With permission from MyHeritage, we only downloaded the public profiles of individuals from Geni.com for future scientific studies. We used graph algorithms to clean the data and organize the pedigrees into fast accessible formats. We also employed natural language processing to tokenize birth, residence, death, and burial locations of individuals and converted this information into quantitative longitude and latitude. The format of the FamiLinx data is an SQL database and users can create their own local copy with the download package. We also provide a Python API to query the database with advanced functions for pedigree analysis.

For privacy purposes, the resource does not contain any names and any attempt to re-identify the users is strictly prohibited.

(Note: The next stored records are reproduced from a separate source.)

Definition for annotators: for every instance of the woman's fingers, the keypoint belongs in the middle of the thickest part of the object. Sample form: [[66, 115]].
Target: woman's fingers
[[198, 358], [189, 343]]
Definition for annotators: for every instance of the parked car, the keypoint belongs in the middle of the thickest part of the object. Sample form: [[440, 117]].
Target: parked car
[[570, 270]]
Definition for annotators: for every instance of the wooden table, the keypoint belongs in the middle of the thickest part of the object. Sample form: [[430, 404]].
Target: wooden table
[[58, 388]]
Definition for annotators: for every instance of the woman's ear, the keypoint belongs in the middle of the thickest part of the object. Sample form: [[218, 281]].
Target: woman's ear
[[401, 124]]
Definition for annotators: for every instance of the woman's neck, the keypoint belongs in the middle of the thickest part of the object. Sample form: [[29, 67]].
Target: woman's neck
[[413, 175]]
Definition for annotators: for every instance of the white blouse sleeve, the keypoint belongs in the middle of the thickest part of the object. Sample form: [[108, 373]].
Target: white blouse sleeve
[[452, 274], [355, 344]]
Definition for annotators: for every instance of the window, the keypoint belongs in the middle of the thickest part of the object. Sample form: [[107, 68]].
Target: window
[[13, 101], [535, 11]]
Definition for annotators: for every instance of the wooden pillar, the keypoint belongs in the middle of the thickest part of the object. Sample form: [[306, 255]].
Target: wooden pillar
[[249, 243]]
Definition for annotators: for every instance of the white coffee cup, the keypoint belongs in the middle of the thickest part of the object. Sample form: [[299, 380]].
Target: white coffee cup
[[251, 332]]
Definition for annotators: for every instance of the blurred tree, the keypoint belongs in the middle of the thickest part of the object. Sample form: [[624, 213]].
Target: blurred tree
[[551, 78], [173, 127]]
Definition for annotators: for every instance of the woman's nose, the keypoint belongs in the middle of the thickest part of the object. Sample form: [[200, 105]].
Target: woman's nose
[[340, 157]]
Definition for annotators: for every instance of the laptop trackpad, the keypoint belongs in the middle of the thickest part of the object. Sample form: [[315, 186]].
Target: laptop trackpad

The main advantage of FamiLinx is its ultra-large pedigrees. The largest pedigree has 13 million individuals. To the best of our knowledge, this is the largest pedigree compiled for scientific studies.


Examples


An example of a (small) FamiLinx pedigree of 6,000 people that spans over 7 generations:

Green nodes denote individuals and red nodes denote marriages



Migration patterns detected in our data:



The Database


The database has 43,589,566 individuals whose records are organized in 5 tables described below:
  • Relationship: This table describes the child-parent relationships in the database and it serves as the interface to the pedigree structure. To extract a pedigree for an individual one should start with the individual Id and recursively retrieve parents or children from this table.
  • Gender: Self reported gender of individuals.
  • Founders: This table describes the founders and their statistical properties. A founder is an individual who has no parents in the database. For each founder, we report the number of leaves (descendants with no further children), and the maximum, minimum and median number of generations in the family subtree induced by each founder.
  • Location: The location table reports the longitude and latitude birth/residence/death/burial locations of individuals. We used Yahoo! Geoparser to convert the free text into geographic coordinates. We also provide the country (based on current political borders) and the continent. Data is available for 5,404,864 individuals.
  • Years: This table contains birth and death years for 4,351,044 individuals. We only included individuals whose original record in Geni had an exact birthdate / death date in a single day resolution to enhance the quality of the data. We do not report the exact birthdate/deathdate for privacy reasons.
  • Age: This table contains the age at death for 1,039,321 individuals. The information was calculated by substructing the year of death from the year of birth. We only derived this information for individuals whose exact (i.e. single day resolution) date of birth and date of death was known.

Scripts


We also provide a Python interface to access the database and calculate the identity-by-descent (IBD) and Jacquard's 9 Condensed Coefficients of identity between pairs of individuals. The interface integrates the database SQL queries with Mark Abney's IdCoeff program (Abney, Bioinformatics, 2009). It is given as part of the download package or can be accessed in GitHub.